The financial downturn primarily resulted from the company’s strategic decision to cease recognizing advertising entitlements and in-kind sponsorship as revenue until establishing consistent monetization capabilities. This conservative accounting approach contributed to the complete absence of the previously substantial $513.99 million advertising revenue stream. Cash sponsorship and branding revenues experienced a dramatic contraction from $77.38 million to just $3.45 million, while model agency income plummeted from $66.53 million to $2.70 million.

Chairman Hilary Phillips characterized the financial results as reflecting ‘deliberate de-risking decisions’ and ‘a reset of certain revenue streams’ during a period of strategic refocusing. The company’s property rental division demonstrated relative stability, generating $151.35 million from its Trafalgar Road commercial offices and Villa Ronai properties, representing only a modest 4% decrease from the previous year.

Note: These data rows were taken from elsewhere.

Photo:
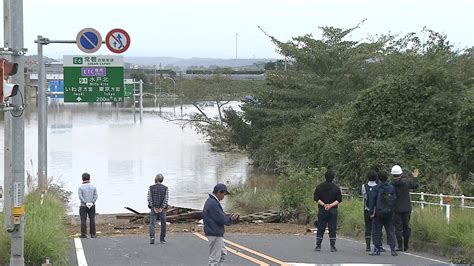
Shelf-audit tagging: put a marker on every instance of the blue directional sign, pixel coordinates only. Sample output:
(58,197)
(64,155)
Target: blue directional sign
(56,87)
(89,40)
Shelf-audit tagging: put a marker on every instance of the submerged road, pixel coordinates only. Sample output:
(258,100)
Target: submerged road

The transformation initiative includes reimagining the company’s historic modeling business through a digital-first approach with deeper integration across media and hospitality assets. This strategic shift acknowledges fundamental changes in the global media landscape that diminished the financial returns of traditional events like Caribbean Fashion Week, which Pulse hosted for 19 consecutive years before COVID-19 disruptions.

Critical to the hospitality vision is the proposed restructuring of Pulse’s $803.64-million bond facility, with discussions ongoing between Barita Investments Limited and JCSD Trustee Services Limited. The company’s financials revealed no contractual interest or principal payments were made according to the original schedule during FY2025, with an empty interest reserve account contrasting sharply with the $31.03 million balance in 2023.

Despite these challenges, Pulse maintained an asset base of $12.10 billion, though current assets declined 67% to $37.67 million. The company ended the fiscal year with $33.58 million in cash, supported by undrawn bond portions totaling $273.30 million. Shareholder’s equity increased 4% to $9.61 billion against total liabilities of $2.48 billion.

The strategic pivot occurs amid significant leadership changes following the passing of co-founder Kingsley Cooper in June 2024, the resignation of former co-managing director Romae Gordon, and the passing of director Jeffrey Cobham. The reduced four-member board must expand to meet regulatory requirements, particularly for the audit committee which currently comprises only Phillips and Eleanor Brown.

Pulse’s stock closed at $1.17 recently, delivering a 2% gain for 2025 with a market capitalization of $7.63 billion. The company will hold its annual general meeting on April 9 at the Villa Ronai property as it continues its transition toward hospitality and lifestyle real estate development.